Der Wechsel von Mario zum FCB war der größte Fehler, den er je gemacht haben dürfte. Bei den Bayern spielte er erstmal auf der falschen Position. So ein Genie des Fußballs, der alles kann, der den Lewandowski u. Reuss beim BVB eigentlich groß gemacht hat durch seine überlegten Pässe in den Raum, zum richtigen Zeitpunkt, das Richtige zu machen, davon lebte der BVB. Und bei den Bayern? Systemfußball, der niemals einen Individualfußballer sein Können zeigen ließ, dann auf die Bank !!! verbannt, von Beckenbauer zum Erwachsenwerden aufgefordert wird.
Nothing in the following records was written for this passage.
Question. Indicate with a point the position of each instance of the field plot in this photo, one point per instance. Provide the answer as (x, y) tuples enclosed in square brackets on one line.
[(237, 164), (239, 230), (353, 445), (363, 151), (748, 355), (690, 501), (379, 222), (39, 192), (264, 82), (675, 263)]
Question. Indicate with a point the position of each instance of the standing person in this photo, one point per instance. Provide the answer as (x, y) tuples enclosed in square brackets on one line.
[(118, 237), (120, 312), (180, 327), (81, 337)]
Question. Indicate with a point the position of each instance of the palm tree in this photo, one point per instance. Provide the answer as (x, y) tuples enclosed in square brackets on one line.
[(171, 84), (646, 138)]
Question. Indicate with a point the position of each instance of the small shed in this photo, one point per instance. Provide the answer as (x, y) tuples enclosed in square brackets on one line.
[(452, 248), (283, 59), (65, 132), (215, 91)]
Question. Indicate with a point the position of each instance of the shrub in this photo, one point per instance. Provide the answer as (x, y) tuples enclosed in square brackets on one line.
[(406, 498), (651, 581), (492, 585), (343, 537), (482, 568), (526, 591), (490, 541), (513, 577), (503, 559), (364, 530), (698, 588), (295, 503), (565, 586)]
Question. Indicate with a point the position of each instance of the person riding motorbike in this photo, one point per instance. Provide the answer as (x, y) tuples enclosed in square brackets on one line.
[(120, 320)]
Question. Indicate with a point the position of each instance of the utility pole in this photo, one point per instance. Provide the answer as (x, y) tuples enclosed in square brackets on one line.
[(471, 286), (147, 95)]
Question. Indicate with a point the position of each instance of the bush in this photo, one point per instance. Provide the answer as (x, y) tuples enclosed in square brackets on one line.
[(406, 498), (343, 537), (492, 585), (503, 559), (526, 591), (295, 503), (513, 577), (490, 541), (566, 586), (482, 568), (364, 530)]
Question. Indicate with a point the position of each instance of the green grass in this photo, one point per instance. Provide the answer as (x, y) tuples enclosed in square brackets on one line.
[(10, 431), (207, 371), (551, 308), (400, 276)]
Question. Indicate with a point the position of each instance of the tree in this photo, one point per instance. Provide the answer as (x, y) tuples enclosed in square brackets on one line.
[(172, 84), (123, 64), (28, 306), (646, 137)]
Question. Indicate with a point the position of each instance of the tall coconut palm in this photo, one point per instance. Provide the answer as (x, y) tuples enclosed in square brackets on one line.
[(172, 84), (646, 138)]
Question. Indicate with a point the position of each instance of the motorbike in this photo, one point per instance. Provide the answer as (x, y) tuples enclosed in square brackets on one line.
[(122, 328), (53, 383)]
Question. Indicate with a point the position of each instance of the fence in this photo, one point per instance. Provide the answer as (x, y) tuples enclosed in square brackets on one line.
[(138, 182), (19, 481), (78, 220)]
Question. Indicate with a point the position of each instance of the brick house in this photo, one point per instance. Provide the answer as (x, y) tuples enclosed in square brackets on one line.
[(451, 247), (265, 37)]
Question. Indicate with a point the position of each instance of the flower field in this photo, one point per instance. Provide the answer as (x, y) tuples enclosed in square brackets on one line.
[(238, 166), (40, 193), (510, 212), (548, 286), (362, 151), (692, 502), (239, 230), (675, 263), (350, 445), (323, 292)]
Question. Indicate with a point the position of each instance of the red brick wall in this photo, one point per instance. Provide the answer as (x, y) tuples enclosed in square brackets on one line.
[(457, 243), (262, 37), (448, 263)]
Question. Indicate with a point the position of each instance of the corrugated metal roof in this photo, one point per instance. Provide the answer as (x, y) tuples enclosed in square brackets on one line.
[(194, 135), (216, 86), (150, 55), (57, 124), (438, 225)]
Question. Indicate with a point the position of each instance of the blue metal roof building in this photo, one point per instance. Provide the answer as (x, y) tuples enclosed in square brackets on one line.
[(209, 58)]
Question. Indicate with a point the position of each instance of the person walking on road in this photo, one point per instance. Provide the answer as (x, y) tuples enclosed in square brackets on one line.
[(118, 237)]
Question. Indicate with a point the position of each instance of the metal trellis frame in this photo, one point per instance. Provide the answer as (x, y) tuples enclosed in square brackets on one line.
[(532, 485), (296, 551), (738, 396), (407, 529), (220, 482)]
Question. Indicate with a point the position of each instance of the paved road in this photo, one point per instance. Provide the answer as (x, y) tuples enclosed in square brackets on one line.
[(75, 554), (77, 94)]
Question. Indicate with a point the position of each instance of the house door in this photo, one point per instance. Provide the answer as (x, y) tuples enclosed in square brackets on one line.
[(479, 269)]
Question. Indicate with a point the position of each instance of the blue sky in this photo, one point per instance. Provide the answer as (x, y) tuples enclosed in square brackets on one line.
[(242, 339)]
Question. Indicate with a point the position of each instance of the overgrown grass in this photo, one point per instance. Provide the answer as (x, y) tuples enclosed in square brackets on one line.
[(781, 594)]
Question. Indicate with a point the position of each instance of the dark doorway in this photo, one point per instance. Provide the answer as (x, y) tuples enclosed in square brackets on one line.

Sagt mal, seht ihr denn überhaupt, was für einen Juwel ihr ins Abseits manövriert, ihr arroganten und über Alleserhabenseinwollende Bayern ! Der Ausspruch, dass Geld keine Tore schießt, dürfte auch bei den Bayern angekommen sein. Aber der Pep hat die Mannschaft jetzt so richtig durcheinandergewürfelt, auf halbem Wege stehen lassen und dann Mitte 2016 dann Adieu ihr Lieben! Aber nichts anderes sei Euch gegönnt. Wer nur noch den Moneten nachrennt, wird eines Tages die verlorene Menschlichkeit suchen, die den Bayern schon über Jahre abhanden gekommen ist. Bitte nicht die Floskel vom "harten Profigeschäft" erwähnen. Dies ist hausgemacht und bereichert nicht nur die Profis, sondern in allererster Linie die "gierigen und unersättlichen (Hoeness) Managertypen" ! Solange die Medien halt noch die Gelder über ihre Kunden besorgen und dann an die Vereine (siehe England) weiterreichen, wird sich der König Fußball nur noch am Mammon orientieren. Summen für Spielertransfers von heute (Bale von Real wieder zurück auf die Insel) für 1 4 5 M i l l i o n e n €, muss man sich erstmal auf der Zunge (oder im Kopf) zergehen lassen!